Während der 31-jährige Gianfranco F. gleich zu Beginn des Prozesses vor der 5. Großen Wirtschaftsstrafkammer am Landgericht ein umfassendes Geständnis ablegte, ließ sich der sechs Jahre ältere Samer A. damit reichlich Zeit. Zum Abschluss der Beweisaufnahme verliest sein Anwalt Martin Würfel eine Erklärung seines Mandanten. Darin räumt Samer A. ein, die Idee gehabt zu haben, ein Corona-Testzentrum zu eröffnen – aber anfangs ohne Betrugsabsichten. Ja, er habe seinem Kumpel gesagt, wie das Ganze läuft, und dafür jeden Monat Geld bekommen – aber das operative Geschäft habe Gianfranco F. übernommen.

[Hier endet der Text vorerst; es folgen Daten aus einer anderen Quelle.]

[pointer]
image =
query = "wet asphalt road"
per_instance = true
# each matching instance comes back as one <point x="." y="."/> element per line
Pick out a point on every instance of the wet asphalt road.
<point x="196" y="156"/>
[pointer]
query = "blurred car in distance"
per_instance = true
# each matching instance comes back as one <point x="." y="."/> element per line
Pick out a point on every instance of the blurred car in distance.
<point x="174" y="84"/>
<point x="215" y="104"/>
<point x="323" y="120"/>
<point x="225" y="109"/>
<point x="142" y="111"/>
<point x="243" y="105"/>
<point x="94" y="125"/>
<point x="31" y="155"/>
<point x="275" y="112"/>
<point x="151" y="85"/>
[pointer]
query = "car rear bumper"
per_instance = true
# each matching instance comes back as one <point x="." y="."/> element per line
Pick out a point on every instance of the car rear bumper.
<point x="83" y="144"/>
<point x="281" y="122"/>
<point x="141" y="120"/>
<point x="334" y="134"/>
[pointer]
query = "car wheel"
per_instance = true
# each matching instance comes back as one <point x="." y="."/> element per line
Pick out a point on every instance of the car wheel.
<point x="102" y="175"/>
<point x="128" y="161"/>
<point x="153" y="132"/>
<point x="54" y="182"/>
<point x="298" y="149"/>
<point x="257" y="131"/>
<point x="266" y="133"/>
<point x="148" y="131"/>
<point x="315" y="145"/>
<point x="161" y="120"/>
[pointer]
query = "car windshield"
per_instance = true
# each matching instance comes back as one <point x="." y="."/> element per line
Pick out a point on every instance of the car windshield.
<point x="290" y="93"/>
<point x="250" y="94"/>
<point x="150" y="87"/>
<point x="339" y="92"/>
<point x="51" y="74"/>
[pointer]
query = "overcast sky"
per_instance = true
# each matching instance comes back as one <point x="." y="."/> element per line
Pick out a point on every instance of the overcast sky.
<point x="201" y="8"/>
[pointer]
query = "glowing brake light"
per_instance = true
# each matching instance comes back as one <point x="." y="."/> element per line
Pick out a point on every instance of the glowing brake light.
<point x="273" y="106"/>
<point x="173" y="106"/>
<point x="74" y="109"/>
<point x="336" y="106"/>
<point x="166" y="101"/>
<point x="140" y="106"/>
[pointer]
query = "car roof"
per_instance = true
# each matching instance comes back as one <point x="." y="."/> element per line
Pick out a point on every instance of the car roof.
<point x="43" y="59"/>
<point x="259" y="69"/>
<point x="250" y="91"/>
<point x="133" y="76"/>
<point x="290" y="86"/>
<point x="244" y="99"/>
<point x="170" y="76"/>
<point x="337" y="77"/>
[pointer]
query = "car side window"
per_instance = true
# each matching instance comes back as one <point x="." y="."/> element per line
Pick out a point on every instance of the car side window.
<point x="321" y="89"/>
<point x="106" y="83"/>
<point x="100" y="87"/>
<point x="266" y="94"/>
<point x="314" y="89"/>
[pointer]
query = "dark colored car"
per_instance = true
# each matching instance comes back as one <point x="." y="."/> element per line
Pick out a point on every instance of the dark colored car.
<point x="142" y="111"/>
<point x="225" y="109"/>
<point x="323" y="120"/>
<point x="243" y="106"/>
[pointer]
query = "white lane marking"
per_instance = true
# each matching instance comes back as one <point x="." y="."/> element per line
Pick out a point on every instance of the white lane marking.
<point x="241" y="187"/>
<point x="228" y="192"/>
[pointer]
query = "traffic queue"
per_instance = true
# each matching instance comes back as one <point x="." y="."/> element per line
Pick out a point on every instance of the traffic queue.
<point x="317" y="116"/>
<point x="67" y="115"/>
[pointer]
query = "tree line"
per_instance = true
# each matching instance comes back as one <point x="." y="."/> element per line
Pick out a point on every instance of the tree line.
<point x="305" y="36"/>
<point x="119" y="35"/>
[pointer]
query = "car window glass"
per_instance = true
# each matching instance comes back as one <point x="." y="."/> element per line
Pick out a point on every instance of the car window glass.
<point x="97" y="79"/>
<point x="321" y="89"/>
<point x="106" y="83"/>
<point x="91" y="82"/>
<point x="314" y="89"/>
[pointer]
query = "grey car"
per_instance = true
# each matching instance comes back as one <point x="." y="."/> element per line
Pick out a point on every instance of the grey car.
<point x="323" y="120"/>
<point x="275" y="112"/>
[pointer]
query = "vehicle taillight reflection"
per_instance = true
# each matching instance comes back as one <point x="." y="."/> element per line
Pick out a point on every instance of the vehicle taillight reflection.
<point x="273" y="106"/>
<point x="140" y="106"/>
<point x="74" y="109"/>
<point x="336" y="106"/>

Henn sieht Vorwürfe bestätigt

Staatsanwältin Jeanie Henn beginnt ihren Schlussvortrag mit der Feststellung, dass die Beweisaufnahme die ermittelten Vorwürfe im Wesentlichen bestätig hat. Die beiden Männer, die sich nach Ägypten abgesetzt hatten, aber dort verhaftet und nach Deutschland überführt wurden, sieht sie als Täter, die gemeinschaftlich und gewerblich gehandelt haben – obendrein in Absprache mit gesondert verfolgten Betreibern von Teststationen. Dass womöglich von 80 000 abgerechneten Corona-Schnellanalysen um die 7200 tatsächlich erbracht wurden, sei insofern unerheblich, als aufgrund gefälschter Urkunden, nicht vorhandener Dokumentation und unzulässiger Testutensilien ohnehin kein Vergütungsanspruch bestanden habe. Die führende Rolle spricht die Anklagevertreterin dem Ideengeber Samer A. zu, der zudem einschlägig vorbestraft ist. Sie plädiert auf eine Haftstrafe von sechs Jahren und zehn Monaten.

Das sehr frühe und ausführliche Geständnis des einstigen Kumpels wertet die Staatsanwältin zwar positiv, allerdings habe Gianfranco F. „echte Reue“ vermissen lassen – wovon beispielsweise sein offensichtliches Gähnen und Lachen bei ihm nicht genehmen Zeugen gekündet hätten. In seinem Fall fordert die Staatsanwältin vier Jahre und zehn Monate. Sie plädiert bei beiden Angeklagten dafür, die Haftbefehle wegen Fluchtgefahr aufrecht zu erhalten und Wertersatz einzuziehen. Zwar konnten 800 000 Euro sichergestellt werden, die Anklagebehörde geht aber von „finanziellen Reserven“ aus.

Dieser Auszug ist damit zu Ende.